This sounds terrible but I wasn’t feeling hugely excited at the thought of seeing Dippy the Dinosaur at Dorset County Museum. Don’t get me wrong, I love museums and I did want to go especially as a friend had kindly booked us tickets (blimey I do sound ungrateful don’t I) but hear me out. There had been so much hype I was worried it was going to be a bit “Emperor’s new clothes”. I knew it wasn’t a “real” dinosaur because I’d found that out a few decades ago (I’ve got over that), but only learned recently that it’s not one full dinosaur fossil and is actually made up of five (is it?) different ones. Maybe it was my own fault for setting unrealistic expectations, or being a Paleontologist’s version of Verruca Salt in Charlie and the Chocolate Factory, or those tourists in Jurassic World demanding more and more exciting dinosaur experiences until the scientists are forced to create a monster killer hybrid. That would’ve served me right, wouldn’t it.
Anyway, I had to tell myself “Come on, misery guts, this will be exciting, and educational, and very nicely, free! Everyone has worked so hard to get it here. Use your imagination!” And like I said I do love museums, mainly because I’m of that age where graveyards become fascinating too, but mostly because Dorset County Museum is a magical place with its Roman mosaic floor and Victorian galleries. I have to confess seeing Dippy filling the space to capacity actually was very impressive. OK, it was a plaster cast, but it’s a life-size plaster cast. To imagine that beast roaming around the earth was in fact pretty awesome if a little bit terrifying even if it was just a plant eater. We spent ages analysing the bone structure too. That was amazing. We wondered how long it took to get that big and where all the nerves and blood vessels went and how long would it take for food to travel the length of its neck to its stomach and did it lay eggs and how big were they and actually how little we knew about it.

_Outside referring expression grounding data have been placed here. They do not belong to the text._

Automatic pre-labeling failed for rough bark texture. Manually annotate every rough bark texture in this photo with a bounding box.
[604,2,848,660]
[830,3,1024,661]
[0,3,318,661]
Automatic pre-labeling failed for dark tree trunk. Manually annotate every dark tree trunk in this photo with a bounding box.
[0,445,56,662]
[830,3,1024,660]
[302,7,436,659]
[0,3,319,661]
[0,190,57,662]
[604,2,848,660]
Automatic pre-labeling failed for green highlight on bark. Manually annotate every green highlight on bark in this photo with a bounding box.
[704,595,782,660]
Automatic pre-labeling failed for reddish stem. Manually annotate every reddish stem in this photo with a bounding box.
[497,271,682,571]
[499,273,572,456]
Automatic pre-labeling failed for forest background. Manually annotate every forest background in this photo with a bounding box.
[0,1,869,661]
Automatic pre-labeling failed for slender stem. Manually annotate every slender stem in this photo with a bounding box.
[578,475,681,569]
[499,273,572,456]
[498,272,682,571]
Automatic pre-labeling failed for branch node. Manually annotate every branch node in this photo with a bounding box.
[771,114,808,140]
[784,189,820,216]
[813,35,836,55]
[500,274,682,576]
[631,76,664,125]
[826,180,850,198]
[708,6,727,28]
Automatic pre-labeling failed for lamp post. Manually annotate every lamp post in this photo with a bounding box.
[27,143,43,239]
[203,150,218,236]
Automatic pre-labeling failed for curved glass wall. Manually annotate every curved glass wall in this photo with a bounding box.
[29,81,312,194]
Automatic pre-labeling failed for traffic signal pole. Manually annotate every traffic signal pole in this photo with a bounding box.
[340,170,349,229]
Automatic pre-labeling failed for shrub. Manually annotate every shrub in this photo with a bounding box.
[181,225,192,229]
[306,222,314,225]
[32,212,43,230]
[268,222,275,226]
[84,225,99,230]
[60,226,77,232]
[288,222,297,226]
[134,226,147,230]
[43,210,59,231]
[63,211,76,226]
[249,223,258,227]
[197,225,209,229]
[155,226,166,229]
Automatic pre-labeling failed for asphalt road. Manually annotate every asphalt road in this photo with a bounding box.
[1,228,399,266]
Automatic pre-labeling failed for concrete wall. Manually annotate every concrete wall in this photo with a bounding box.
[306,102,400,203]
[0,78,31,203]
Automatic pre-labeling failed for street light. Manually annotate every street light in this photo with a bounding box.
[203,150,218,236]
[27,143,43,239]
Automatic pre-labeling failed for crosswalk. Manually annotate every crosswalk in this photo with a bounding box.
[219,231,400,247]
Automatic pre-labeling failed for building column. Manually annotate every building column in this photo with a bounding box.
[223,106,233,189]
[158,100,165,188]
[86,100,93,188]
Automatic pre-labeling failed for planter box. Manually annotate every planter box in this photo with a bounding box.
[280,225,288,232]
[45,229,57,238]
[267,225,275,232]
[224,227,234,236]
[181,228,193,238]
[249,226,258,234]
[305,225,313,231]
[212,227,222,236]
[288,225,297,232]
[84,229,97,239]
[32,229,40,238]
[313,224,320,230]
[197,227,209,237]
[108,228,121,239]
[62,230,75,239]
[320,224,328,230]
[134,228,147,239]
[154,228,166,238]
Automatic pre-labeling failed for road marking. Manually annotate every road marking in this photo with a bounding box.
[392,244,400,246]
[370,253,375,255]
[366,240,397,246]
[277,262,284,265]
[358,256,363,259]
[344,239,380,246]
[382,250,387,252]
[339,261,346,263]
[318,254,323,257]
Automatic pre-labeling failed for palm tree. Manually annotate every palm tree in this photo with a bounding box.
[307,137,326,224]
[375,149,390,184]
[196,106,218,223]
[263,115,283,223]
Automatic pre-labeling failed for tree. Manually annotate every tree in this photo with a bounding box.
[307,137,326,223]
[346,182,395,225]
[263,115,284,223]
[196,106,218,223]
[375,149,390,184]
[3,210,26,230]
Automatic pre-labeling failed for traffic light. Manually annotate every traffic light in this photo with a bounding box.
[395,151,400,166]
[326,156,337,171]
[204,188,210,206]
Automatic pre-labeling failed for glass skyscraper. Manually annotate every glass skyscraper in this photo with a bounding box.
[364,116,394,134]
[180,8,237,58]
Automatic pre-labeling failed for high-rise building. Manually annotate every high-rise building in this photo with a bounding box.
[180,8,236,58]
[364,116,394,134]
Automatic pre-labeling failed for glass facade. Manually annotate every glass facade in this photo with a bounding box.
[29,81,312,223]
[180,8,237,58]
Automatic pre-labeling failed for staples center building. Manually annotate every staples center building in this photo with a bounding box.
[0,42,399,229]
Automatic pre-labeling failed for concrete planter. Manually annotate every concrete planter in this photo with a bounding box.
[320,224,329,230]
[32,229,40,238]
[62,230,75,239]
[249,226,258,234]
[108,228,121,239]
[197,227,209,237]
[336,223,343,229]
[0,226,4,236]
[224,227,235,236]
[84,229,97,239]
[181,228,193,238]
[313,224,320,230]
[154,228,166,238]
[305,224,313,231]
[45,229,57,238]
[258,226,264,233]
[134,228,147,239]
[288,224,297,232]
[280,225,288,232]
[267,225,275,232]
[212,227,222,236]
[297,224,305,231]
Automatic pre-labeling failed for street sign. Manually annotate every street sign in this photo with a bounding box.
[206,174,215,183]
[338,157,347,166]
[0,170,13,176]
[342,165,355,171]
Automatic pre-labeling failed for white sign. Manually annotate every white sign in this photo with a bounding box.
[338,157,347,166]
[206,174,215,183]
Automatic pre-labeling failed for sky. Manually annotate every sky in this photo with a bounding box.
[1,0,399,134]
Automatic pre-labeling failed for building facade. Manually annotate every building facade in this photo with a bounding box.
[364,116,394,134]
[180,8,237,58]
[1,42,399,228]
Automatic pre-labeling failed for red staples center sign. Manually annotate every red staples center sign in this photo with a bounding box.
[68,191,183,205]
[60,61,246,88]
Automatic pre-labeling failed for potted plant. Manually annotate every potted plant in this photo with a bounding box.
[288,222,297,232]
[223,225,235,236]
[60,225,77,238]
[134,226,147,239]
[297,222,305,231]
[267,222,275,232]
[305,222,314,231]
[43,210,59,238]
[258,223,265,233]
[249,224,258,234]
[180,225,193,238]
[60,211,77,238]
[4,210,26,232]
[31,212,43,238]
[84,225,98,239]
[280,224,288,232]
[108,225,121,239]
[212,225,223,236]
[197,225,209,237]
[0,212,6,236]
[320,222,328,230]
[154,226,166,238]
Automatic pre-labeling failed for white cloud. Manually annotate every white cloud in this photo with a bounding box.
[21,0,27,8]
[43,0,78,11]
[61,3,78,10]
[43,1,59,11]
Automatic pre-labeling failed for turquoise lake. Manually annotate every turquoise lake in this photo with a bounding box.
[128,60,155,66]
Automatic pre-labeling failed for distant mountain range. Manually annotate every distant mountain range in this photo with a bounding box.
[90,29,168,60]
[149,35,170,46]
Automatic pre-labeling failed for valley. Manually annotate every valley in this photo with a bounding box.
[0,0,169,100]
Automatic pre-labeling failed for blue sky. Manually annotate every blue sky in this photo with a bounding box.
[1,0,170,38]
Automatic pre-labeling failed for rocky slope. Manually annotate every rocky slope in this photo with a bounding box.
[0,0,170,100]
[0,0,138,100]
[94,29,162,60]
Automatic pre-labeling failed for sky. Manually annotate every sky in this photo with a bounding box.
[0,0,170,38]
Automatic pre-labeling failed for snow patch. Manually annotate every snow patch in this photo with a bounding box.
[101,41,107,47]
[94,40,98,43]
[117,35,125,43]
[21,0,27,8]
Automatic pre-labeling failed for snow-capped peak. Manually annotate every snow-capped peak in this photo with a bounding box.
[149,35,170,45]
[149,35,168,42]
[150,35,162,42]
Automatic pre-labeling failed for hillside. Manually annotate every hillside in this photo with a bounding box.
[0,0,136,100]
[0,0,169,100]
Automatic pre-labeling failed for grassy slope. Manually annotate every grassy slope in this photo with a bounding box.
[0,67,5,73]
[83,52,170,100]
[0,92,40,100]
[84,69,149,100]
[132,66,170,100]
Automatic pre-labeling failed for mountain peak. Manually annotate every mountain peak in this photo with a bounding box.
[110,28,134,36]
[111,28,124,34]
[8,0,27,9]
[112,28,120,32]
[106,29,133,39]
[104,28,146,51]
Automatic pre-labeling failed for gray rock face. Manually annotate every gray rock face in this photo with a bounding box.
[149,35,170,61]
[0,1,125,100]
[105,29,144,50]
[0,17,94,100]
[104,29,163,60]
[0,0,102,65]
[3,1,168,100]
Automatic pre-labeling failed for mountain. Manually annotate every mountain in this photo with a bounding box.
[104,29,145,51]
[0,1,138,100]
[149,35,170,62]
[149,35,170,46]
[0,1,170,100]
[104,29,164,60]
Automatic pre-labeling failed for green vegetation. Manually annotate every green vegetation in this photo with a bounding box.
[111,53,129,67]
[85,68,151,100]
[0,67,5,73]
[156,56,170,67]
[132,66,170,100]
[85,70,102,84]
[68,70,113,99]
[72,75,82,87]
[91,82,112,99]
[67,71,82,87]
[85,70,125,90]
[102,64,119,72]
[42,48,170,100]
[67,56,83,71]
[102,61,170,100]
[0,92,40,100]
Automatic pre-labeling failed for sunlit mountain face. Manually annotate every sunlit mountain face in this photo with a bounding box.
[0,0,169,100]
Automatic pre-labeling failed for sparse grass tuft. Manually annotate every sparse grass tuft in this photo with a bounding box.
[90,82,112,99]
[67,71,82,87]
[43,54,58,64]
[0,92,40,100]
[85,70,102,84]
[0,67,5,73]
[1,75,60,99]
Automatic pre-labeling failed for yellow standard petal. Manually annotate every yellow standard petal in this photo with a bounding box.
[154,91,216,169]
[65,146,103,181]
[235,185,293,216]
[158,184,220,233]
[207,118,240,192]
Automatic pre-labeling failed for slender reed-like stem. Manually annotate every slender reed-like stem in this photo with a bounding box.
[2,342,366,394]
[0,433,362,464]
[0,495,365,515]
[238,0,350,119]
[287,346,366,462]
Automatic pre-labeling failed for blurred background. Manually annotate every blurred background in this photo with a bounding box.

In one of the display cabinets around the edge there was even a book with a handwritten letter to its owner by none other than Charles Darwin. In the end we spent way longer than expected in there to the point we probably over-ran our allotted time.
So all in all we had a jolly lovely time in Dorset County Museum. I even bought myself an expensive postcard (I don’t blame them – they had a captive audience) and sat on the bench under Dippy’s head to write to Martin Clunes. That may seem a bit random but not only does he live in Dorset but the only time I’ve ever seen him in the flesh was at a talk about Belize back in the 1990s at the Natural History Museum – the last time I saw Dippy! My friend had to wait ages to get a quiet moment to take a photo – that’s me on the bench (aka Dinosaur meets Dinosaur).
And having to eat my words the hype worked to our advantage because the lovely art shop in the town was offering 10% off if you’d been to see Dippy. I’ve had a lot of fun with my new paintbrushes thank you very much.